Lord Jim Writing Style

Elliptical, Meandering, Jumping... Yep, Jumping

45 Chapters on the Elliptical Machine

This novel is teeming with ellipses, you know – the good ol' dot-dot-dot? Characters are forever trailing off, lost in their thoughts, unable to express what they really want to say. Marlow is constantly leaving things out, hinting at things, and not explaining things very clearly. Jim is even more prone to pauses and omissions. Just look at the scene where he finally tells Marlow what went down on the Patna:

"She was going down, down, head first under me..."

[...]

"I had jumped..." He checked himself, averted his gaze... "It seems," he added. (9.24-6)

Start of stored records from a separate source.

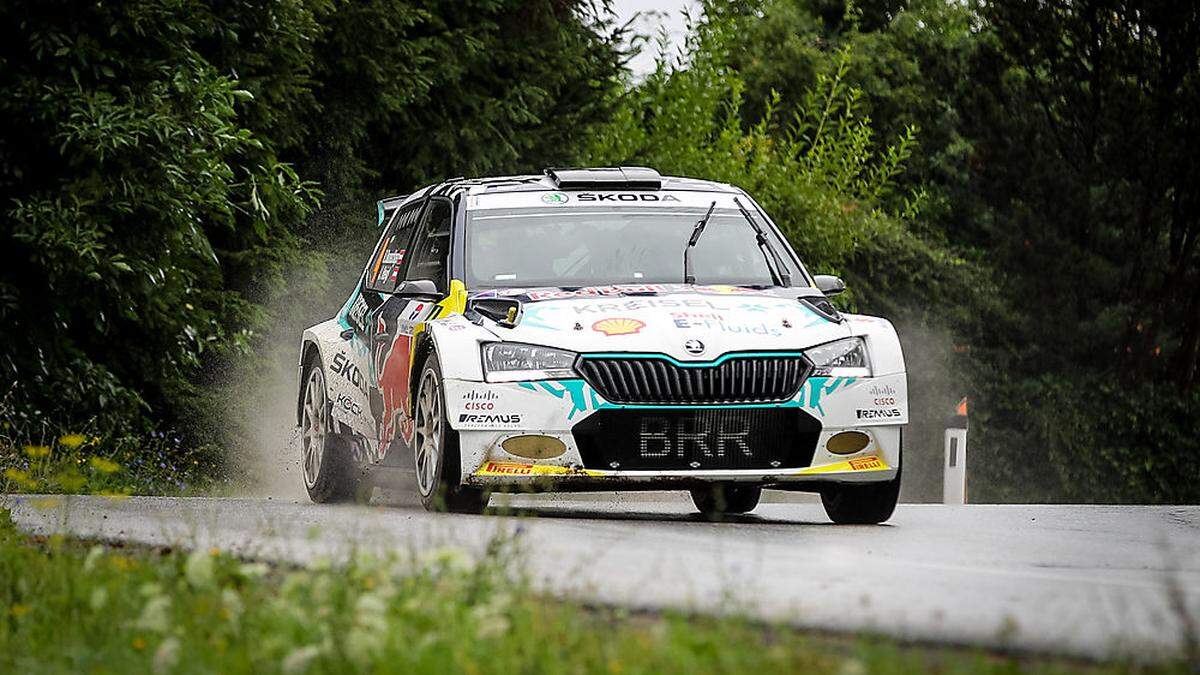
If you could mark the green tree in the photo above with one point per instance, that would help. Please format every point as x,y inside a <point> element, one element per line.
<point>141,220</point>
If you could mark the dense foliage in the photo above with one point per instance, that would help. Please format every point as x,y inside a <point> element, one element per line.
<point>1014,184</point>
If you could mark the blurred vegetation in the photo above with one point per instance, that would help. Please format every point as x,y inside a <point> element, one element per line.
<point>69,608</point>
<point>1013,184</point>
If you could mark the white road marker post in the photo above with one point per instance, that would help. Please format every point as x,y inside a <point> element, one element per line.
<point>954,478</point>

It's the Big Moment. The Big Reveal. But Jim can barely get the words out. Maybe they're too painful, or maybe the memory is too vague, too uncertain. Whatever the case, we are left with an incomplete picture because of those pesky dot-dot-dots. The same thing happens elsewhere in the novel, too. Can you spot any more occurrences?

Jumping Jim

Lord Jim's style asks a lot of us. Not only do we have to make educated guesses about the characters' thoughts, but we also have to navigate a jumbled, meandering narrative that jumps back and forth in time faster than you can fire up the flux capacitor.

Our intrepid narrator Marlow longwindedly wanders through different time periods, events and stories with a stamina that defies understanding. With the novel's long paragraphs (just look at paragraph 3.7) and endless sentences (check out 5.8), it takes a careful reader to keep track of where and when we are. Things are out of order, and we move from place to place without warnings or signposts. As readers, we can hardly be blamed for feeling a bit out of sorts.

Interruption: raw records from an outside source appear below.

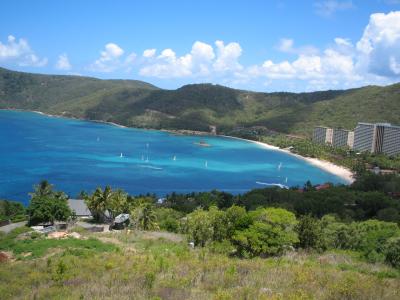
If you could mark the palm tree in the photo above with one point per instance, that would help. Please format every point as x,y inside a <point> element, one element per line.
<point>98,203</point>
<point>44,188</point>
<point>118,203</point>
<point>145,217</point>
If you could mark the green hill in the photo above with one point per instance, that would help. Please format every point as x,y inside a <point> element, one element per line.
<point>196,106</point>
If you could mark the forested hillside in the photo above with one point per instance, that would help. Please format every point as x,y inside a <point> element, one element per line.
<point>195,107</point>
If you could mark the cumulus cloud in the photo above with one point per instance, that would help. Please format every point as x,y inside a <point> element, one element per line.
<point>380,44</point>
<point>20,53</point>
<point>109,59</point>
<point>287,46</point>
<point>148,53</point>
<point>329,7</point>
<point>227,57</point>
<point>63,63</point>
<point>373,59</point>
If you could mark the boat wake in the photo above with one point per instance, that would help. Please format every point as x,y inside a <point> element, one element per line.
<point>282,186</point>
<point>150,167</point>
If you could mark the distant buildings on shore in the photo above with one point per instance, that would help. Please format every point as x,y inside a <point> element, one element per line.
<point>372,137</point>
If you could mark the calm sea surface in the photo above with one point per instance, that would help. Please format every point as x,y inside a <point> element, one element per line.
<point>78,155</point>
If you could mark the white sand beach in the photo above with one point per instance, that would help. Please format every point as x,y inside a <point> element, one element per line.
<point>340,171</point>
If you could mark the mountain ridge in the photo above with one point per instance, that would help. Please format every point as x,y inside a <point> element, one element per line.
<point>136,103</point>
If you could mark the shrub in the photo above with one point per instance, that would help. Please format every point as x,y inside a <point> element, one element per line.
<point>310,233</point>
<point>200,229</point>
<point>272,232</point>
<point>392,252</point>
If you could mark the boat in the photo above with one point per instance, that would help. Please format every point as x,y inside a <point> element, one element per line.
<point>202,144</point>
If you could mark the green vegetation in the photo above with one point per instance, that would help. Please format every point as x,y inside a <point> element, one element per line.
<point>195,107</point>
<point>47,206</point>
<point>159,268</point>
<point>340,156</point>
<point>10,210</point>
<point>342,242</point>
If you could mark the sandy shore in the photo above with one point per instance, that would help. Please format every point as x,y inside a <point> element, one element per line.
<point>327,166</point>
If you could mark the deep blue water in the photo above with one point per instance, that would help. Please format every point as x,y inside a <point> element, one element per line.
<point>79,155</point>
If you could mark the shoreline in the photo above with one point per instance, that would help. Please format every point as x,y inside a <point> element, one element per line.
<point>327,166</point>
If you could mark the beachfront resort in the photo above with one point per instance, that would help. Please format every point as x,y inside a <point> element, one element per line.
<point>371,137</point>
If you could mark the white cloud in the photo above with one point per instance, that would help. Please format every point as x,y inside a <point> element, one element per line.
<point>329,7</point>
<point>343,42</point>
<point>227,57</point>
<point>374,59</point>
<point>109,60</point>
<point>287,46</point>
<point>149,53</point>
<point>202,51</point>
<point>63,62</point>
<point>380,44</point>
<point>19,52</point>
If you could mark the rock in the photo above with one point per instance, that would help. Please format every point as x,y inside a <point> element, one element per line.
<point>75,235</point>
<point>57,235</point>
<point>5,256</point>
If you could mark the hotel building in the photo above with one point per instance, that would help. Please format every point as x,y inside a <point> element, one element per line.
<point>342,138</point>
<point>322,135</point>
<point>377,138</point>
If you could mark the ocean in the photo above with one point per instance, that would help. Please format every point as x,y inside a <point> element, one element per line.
<point>76,155</point>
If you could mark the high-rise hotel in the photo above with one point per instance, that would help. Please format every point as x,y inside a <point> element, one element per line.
<point>336,137</point>
<point>342,138</point>
<point>322,135</point>
<point>377,138</point>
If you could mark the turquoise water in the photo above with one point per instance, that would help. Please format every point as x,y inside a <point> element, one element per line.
<point>79,155</point>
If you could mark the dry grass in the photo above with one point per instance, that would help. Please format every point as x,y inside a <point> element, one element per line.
<point>164,269</point>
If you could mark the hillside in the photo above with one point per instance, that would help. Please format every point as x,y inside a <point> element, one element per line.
<point>195,107</point>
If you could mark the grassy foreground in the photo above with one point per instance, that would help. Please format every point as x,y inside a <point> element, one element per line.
<point>155,265</point>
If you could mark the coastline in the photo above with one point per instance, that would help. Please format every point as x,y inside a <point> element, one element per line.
<point>327,166</point>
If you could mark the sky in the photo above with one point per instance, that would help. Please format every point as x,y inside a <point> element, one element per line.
<point>261,45</point>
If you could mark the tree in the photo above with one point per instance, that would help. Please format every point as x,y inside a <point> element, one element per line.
<point>11,210</point>
<point>200,229</point>
<point>310,233</point>
<point>168,219</point>
<point>99,202</point>
<point>117,203</point>
<point>144,217</point>
<point>392,253</point>
<point>272,232</point>
<point>44,188</point>
<point>47,206</point>
<point>237,219</point>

But all this jumping around is there for a reason; it reinforces the novel's central conflict: Jim's fateful jump overboard off the Patna. Every time the narrative jumps to a different time and place, and every time the word jump is mentioned, we're reminded why we're here in the first place: because Jim jumped ship. Take a peek at a few moments in which the word occurs in Lord Jim:

The verdict must have been of unmitigated guilt, and [Brierly] took the secret of the evidence with him in that leap into the sea. (6.4)

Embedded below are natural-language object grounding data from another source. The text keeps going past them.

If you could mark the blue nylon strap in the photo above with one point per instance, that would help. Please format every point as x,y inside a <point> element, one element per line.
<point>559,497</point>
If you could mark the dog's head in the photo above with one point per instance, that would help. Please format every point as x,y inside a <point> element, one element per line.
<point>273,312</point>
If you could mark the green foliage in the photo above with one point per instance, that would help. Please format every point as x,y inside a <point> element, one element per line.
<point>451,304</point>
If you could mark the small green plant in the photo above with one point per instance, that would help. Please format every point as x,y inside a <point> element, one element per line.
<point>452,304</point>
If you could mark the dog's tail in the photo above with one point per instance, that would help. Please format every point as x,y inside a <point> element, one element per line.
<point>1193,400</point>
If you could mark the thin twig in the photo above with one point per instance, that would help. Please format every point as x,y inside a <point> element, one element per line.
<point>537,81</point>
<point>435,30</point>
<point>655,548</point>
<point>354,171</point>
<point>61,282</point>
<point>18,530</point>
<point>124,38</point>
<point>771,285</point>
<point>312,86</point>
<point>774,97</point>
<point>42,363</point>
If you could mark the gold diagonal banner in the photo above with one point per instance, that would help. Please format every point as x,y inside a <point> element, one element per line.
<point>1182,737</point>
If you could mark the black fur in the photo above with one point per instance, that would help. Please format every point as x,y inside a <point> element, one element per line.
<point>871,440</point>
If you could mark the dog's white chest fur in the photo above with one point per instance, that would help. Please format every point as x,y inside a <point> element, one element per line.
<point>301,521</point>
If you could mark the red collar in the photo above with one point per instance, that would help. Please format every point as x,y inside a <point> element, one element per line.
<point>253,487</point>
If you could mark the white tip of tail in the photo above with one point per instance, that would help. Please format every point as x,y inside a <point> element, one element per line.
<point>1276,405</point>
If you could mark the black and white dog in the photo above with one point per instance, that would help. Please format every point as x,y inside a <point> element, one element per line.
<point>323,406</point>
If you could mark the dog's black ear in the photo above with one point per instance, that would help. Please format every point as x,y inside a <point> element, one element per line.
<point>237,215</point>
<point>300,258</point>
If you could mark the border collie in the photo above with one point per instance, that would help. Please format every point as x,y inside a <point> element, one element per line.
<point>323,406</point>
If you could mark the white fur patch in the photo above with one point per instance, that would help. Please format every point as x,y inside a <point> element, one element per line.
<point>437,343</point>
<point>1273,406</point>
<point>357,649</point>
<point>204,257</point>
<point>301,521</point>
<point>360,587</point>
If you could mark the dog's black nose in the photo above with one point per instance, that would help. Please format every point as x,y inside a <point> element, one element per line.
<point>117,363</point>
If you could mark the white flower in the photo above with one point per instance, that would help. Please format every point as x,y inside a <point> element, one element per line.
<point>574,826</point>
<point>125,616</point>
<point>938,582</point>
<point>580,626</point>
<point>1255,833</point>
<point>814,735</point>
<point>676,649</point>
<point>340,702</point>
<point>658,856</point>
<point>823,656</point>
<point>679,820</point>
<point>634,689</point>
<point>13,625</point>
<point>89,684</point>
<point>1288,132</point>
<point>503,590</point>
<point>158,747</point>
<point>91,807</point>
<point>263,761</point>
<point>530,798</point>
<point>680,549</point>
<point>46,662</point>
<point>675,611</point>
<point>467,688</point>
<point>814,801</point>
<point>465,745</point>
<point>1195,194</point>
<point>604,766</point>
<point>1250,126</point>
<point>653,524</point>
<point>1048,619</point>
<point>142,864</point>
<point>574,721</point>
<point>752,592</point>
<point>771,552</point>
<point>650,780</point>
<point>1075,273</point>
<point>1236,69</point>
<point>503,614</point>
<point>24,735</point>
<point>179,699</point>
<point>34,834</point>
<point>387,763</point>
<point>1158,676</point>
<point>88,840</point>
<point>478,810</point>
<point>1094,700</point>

"Jumped," he corrected me incisively. "Jumped – mind!" (11.14)

Strange, this fatality that would cast the complexion of a flight upon all his acts, of impulsive unreflecting desertion – of a jump into the unknown. (22.3)

"Jump!" he thundered. The three splashes made one splash, a shower flew up, black heads bobbed convulsively and disappeared [...] (33.2)

All right, all right. We get it. Jim jumped once, and now we readers will have to jump over and over and over again in order to understand just what prompted Jim's leap into the sea.